4.王国最大の危機
穏やかな昼下がり。自室にて紅茶をたしなむリチャードとマリーナ。
そこへ危急の知らせが届く。
兵士:大変でございます! 隣国ドーマが、ドーマ王国の軍が国境を突破し、この王都に迫っています!
長年アリエスを狙い、リチャードの成長を危険視したドーマ王国が、行動を早めた。
病床の王の死を待ってからでは遅い。アリエスを屈服させるのは今しかないと勝負に出たのである。
この知らせに城内は浮き足立つ。
ロイズ:殿下、ドーマ王国がついに攻めて参りました!
リチャード:分かっている。
重臣ですら慌てふためく中、リチャードは冷静だった。
リチャード:ロイズ、お前は兵を集めてくれ。
ロイズ:かしこまりました、殿下!
リチャード:俺は……マリーナに会ってくる。
***
リチャードはマリーナの元へ向かった。
マリーナもまた、リチャードが来るのは分かっていたかのように、凛々しく佇んでいた。
リチャード:マリーナ……。
マリーナ:リチャード様……。
リチャード:俺はこれから王子として、兵を集めて彼らを鼓舞しようと思う。“命懸けでこの国を守ってくれ”と命じようと思う。
マリーナ:はい。
リチャード:だが、俺は長い間王子としての使命を放棄してきた。そんな俺に、彼らに「命を懸けろ」と言うなんて、そんな資格があるのだろうか?
マリーナは微笑んだ。
マリーナ:私から言えることはただひとつ。あなたは……この国に光をもたらす者です。
リチャード:そうだった。俺は光をもたらす者だった。
マリーナ:うふふふふ……。
リチャード:アッハッハッハッハ……!
二人は笑い合った。
リチャード:笑ったら肩の力が抜けたよ。いっちょ光ってやつをもたらしてくる。
マリーナ:行ってらっしゃいませ、リチャード様。
マリーナと話し、吹っ切れたリチャードはいざ兵士達の元へ向かう。
***
アリエス王国の大広場には王都を守る兵士たちが集められていた。
父に代わり、王子であるリチャードが彼らの前に立つ。
リチャード:勇敢なる兵士達よ。集まってくれてありがとう。
リチャード:皆も知っての通り、俺は王子としての職務をずっと放棄してた。ワガママの言い放題、すぐ家臣に八つ当たりして、大臣のロイズにいたっては何度迷惑をかけたか分からない。

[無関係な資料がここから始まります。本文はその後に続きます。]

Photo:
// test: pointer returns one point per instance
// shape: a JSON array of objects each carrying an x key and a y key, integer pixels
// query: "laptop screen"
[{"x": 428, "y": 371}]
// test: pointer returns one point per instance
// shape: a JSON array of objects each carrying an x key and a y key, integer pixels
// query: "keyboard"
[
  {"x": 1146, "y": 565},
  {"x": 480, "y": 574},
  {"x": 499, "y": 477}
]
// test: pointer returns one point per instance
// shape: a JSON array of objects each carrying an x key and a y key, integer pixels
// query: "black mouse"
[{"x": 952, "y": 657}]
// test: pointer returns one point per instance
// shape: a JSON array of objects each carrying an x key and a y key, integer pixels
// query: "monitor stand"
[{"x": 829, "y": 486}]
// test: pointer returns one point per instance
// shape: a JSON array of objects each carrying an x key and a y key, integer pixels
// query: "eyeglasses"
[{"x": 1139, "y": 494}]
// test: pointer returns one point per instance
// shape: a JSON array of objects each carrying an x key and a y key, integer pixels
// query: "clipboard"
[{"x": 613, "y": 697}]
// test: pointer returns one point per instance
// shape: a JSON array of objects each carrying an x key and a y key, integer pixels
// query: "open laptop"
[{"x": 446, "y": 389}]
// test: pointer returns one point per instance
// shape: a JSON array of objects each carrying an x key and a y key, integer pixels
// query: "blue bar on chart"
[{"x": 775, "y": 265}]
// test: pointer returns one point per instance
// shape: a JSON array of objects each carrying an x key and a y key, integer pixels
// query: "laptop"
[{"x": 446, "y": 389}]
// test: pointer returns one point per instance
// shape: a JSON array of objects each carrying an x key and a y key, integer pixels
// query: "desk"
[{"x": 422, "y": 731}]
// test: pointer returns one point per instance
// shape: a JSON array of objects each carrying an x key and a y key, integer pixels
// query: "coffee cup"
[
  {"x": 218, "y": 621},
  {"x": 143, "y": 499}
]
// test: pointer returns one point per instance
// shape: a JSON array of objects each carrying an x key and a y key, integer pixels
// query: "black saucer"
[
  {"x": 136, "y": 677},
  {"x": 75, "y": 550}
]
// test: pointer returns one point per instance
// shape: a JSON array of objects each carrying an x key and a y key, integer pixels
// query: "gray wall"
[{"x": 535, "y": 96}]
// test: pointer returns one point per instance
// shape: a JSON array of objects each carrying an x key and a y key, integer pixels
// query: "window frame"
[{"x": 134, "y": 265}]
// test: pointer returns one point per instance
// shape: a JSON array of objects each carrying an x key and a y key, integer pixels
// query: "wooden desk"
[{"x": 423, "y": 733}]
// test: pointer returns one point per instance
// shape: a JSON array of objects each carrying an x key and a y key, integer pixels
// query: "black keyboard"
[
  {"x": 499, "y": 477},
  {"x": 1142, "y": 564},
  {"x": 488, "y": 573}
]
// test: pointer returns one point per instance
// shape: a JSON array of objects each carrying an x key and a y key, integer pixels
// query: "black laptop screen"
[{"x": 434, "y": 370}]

リチャード:こんな俺だが、最近になってようやく王子としての自覚が芽生えてきた。
リチャード:俺は……王子としてこの国を守りたい。光ってやつをもたらしたい。
リチャード:俺はこの国が好きだ! この国の民が、土地が、自然が、建物が、文化が、なにもかもがみんなみんな大好きだ!
リチャード:だから、力を貸してくれ! 命懸けでこの国を守ってくれ!
かつては「暴君」「ダメ王子」と称されたリチャードの演説に沸き上がる兵士たち。
ロイズ:殿下、お見事でした。今や彼らの士気は天まで昇りましょう。
リチャード:ありがとう。
リチャードは高まった士気を維持するため、国防を担う将軍とともに出陣する。
王国の存亡をかけた戦いが今、始まろうとしていた。
***
王都付近の平原でドーマ軍を迎え撃つ、リチャードと将軍率いるアリエス軍。
怒涛の勢いで攻め寄せる隣国軍に対し、リチャードが取った作戦は――
リチャード:真っ向勝負だ。
将軍:真っ向勝負でございますか?
リチャード:ああ、敵は虚を突いたと思い込んでいることだろう。しかし、我々の士気はそんな思い込みを粉砕する力がある。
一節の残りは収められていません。